Love means you're emotionally invested to the extreme. Whether romantic love, familial love or (my personal favorite) chocolate love, you are always bound for some kind of trouble. And as reality TV and the nightly news will prove, people love their trouble and drama. No one writes novels about simple happy times. Short stories and poems, maybe, but not books. That's why they *end* with "And they lived happily ever after.' (Though, personally I don't believe it and would be very bored if my life ever included that phrase. It kind of implies that nothing changed for the rest of their lives. How dull.) If there's not a twist, some love triangle (or pentagon. Or hexagon), unrequited love, personal trauma, betrayal or good old fashioned torture involved it doesn't tend to hold my interest. (In books, of course... I don't want to be tortured in real life. And love triangles may be fun to write, but they're misery to live through.)
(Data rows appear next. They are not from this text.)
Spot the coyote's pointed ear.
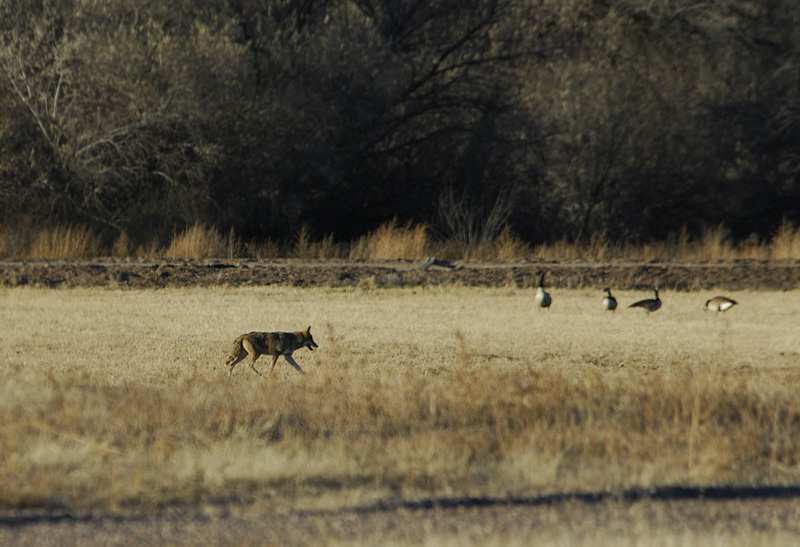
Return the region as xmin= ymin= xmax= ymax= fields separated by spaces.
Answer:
xmin=304 ymin=326 xmax=311 ymax=336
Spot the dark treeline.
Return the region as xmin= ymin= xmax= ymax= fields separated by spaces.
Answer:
xmin=1 ymin=0 xmax=799 ymax=250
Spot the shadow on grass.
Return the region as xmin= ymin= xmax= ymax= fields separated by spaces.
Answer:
xmin=3 ymin=484 xmax=800 ymax=526
xmin=341 ymin=484 xmax=800 ymax=515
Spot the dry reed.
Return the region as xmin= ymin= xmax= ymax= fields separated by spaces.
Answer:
xmin=349 ymin=218 xmax=431 ymax=260
xmin=770 ymin=218 xmax=800 ymax=259
xmin=2 ymin=219 xmax=800 ymax=261
xmin=163 ymin=223 xmax=234 ymax=259
xmin=292 ymin=226 xmax=343 ymax=259
xmin=23 ymin=224 xmax=104 ymax=259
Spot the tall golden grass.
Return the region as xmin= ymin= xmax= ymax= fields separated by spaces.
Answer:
xmin=163 ymin=223 xmax=241 ymax=259
xmin=2 ymin=218 xmax=800 ymax=261
xmin=529 ymin=223 xmax=780 ymax=262
xmin=0 ymin=223 xmax=104 ymax=259
xmin=1 ymin=286 xmax=799 ymax=513
xmin=348 ymin=218 xmax=431 ymax=260
xmin=291 ymin=225 xmax=342 ymax=259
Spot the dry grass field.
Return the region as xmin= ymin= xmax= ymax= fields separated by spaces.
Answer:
xmin=2 ymin=284 xmax=800 ymax=543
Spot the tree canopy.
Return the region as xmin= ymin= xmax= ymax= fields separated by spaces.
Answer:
xmin=2 ymin=0 xmax=798 ymax=247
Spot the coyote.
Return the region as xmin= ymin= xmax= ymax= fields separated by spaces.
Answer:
xmin=226 ymin=326 xmax=318 ymax=377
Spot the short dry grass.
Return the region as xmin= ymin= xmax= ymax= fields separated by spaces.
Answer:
xmin=1 ymin=285 xmax=799 ymax=515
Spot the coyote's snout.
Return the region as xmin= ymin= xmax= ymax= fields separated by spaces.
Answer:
xmin=225 ymin=326 xmax=318 ymax=378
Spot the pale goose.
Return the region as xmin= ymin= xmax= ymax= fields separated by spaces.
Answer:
xmin=628 ymin=288 xmax=662 ymax=315
xmin=704 ymin=296 xmax=737 ymax=313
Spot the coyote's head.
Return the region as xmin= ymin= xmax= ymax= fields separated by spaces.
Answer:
xmin=301 ymin=326 xmax=318 ymax=351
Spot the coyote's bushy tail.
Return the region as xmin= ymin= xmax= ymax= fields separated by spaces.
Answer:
xmin=225 ymin=334 xmax=245 ymax=365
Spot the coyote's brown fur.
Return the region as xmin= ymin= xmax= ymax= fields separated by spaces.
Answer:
xmin=225 ymin=326 xmax=318 ymax=377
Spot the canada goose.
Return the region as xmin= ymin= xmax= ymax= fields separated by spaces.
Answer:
xmin=628 ymin=288 xmax=661 ymax=315
xmin=602 ymin=288 xmax=617 ymax=312
xmin=704 ymin=296 xmax=737 ymax=313
xmin=534 ymin=272 xmax=552 ymax=309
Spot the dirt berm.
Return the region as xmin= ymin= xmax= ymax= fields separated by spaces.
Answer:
xmin=1 ymin=258 xmax=799 ymax=291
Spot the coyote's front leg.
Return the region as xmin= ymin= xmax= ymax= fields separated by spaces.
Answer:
xmin=282 ymin=354 xmax=304 ymax=374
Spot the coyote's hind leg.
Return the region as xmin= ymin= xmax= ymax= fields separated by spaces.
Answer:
xmin=227 ymin=349 xmax=248 ymax=377
xmin=247 ymin=353 xmax=264 ymax=377
xmin=239 ymin=338 xmax=264 ymax=377
xmin=268 ymin=354 xmax=280 ymax=376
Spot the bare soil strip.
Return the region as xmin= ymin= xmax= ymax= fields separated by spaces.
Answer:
xmin=2 ymin=258 xmax=799 ymax=290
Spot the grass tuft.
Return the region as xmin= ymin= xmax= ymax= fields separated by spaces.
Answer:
xmin=25 ymin=224 xmax=104 ymax=259
xmin=770 ymin=218 xmax=800 ymax=259
xmin=163 ymin=223 xmax=231 ymax=259
xmin=349 ymin=218 xmax=430 ymax=260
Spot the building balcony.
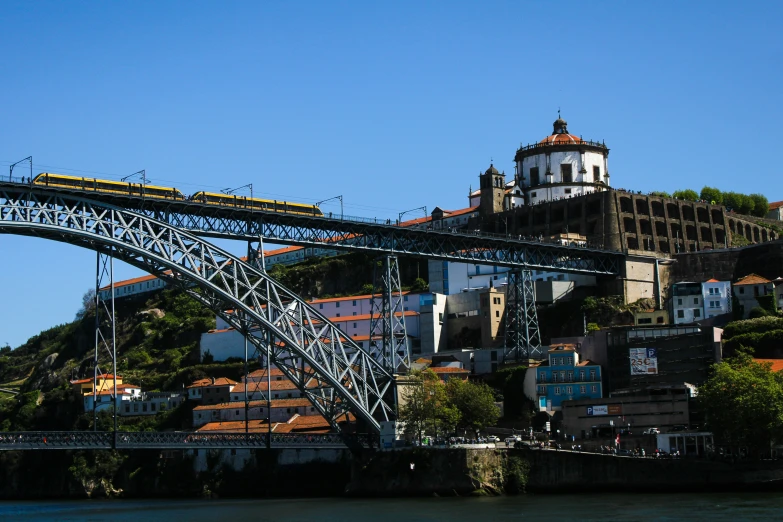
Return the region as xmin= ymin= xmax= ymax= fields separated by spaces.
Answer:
xmin=538 ymin=377 xmax=601 ymax=384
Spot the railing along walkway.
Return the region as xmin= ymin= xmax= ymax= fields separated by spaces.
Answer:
xmin=0 ymin=431 xmax=371 ymax=450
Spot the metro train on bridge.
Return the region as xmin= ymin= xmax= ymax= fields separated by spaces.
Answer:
xmin=31 ymin=172 xmax=324 ymax=217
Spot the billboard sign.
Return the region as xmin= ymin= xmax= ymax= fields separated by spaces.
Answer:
xmin=608 ymin=404 xmax=622 ymax=415
xmin=587 ymin=405 xmax=608 ymax=416
xmin=630 ymin=347 xmax=658 ymax=375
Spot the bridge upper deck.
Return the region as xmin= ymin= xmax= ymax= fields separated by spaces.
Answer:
xmin=0 ymin=180 xmax=624 ymax=275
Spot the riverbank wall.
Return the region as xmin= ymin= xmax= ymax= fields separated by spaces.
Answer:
xmin=524 ymin=449 xmax=783 ymax=492
xmin=346 ymin=447 xmax=512 ymax=496
xmin=0 ymin=448 xmax=354 ymax=499
xmin=4 ymin=447 xmax=783 ymax=499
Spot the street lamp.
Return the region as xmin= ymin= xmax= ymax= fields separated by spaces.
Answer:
xmin=9 ymin=156 xmax=32 ymax=183
xmin=222 ymin=183 xmax=253 ymax=208
xmin=316 ymin=195 xmax=343 ymax=220
xmin=429 ymin=390 xmax=436 ymax=445
xmin=398 ymin=206 xmax=427 ymax=226
xmin=121 ymin=170 xmax=147 ymax=185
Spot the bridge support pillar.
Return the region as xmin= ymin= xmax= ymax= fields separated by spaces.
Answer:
xmin=93 ymin=250 xmax=118 ymax=444
xmin=504 ymin=270 xmax=542 ymax=361
xmin=369 ymin=255 xmax=410 ymax=374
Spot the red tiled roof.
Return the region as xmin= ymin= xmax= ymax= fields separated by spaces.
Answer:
xmin=246 ymin=368 xmax=287 ymax=379
xmin=754 ymin=359 xmax=783 ymax=372
xmin=549 ymin=344 xmax=577 ymax=352
xmin=116 ymin=383 xmax=140 ymax=389
xmin=232 ymin=380 xmax=322 ymax=393
xmin=769 ymin=201 xmax=783 ymax=210
xmin=186 ymin=377 xmax=238 ymax=389
xmin=196 ymin=420 xmax=275 ymax=433
xmin=308 ymin=292 xmax=413 ymax=305
xmin=71 ymin=374 xmax=120 ymax=385
xmin=329 ymin=311 xmax=419 ymax=323
xmin=263 ymin=245 xmax=304 ymax=257
xmin=434 ymin=207 xmax=478 ymax=219
xmin=99 ymin=271 xmax=173 ymax=292
xmin=429 ymin=366 xmax=468 ymax=374
xmin=88 ymin=389 xmax=135 ymax=397
xmin=193 ymin=398 xmax=314 ymax=411
xmin=706 ymin=279 xmax=721 ymax=283
xmin=735 ymin=274 xmax=772 ymax=286
xmin=539 ymin=133 xmax=584 ymax=145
Not that I don't think love can last. I absolutely do. I just think there will always be problems. The stronger your characters, the more likely they'll be to disagree with each other at some point, especially after marriage. When the princess marries her prince and then realizes he doesn't flush and flicks his toenails when he clips them and snores and his best friend hates her. And, of course, he realizes that every time she sings woodland creatures traipse through the house and the wicked stepmother keeps stopping by for hand outs and she eats brains (you know, if the princess turned out to be a zombie.) which is a nightmare for PR. Which leads to a rift in society. Which leads to a persecution of ALL zombies, even those who don't eat brains. Which causes mass hysteria and (one of my very favorite bringers of trauma) angry mobs. Let fester for a decade or two. Then it's time for a new story about a young zombie, living in a militant, anti-zombie world on the run because of her love of eating her own!
That's life, my friends. There is no happily ever after. There is no end, really. Only beginnings in new phases of our lives. We upgrade, Launa 2.0, and the problems grow or shift or, in some cases, mutate and we start all over again, hopefully a little stronger, a little more prepared.
It is this transformation that I find so immensely fascinating, especially in young adult fiction. The teen years are one big mass of upgrades and mutations all muddled together in a broth of emotions that aren't found at any other time in a person's life. I find this inspirational. Especially when it's written as it happens in real life: through trial.
So yes, I love the love triangles. (Though... in real life they really, really stink). And I love family drama. (Though again... I could live without it in RL). But I love even more when the story goes beyond those issues. How does the love triangle play out? And once it's resolved, what then?
The writing will never be finished, my friends. I'm getting excited just thinking about it. And if you want, you can come along for the ride with me.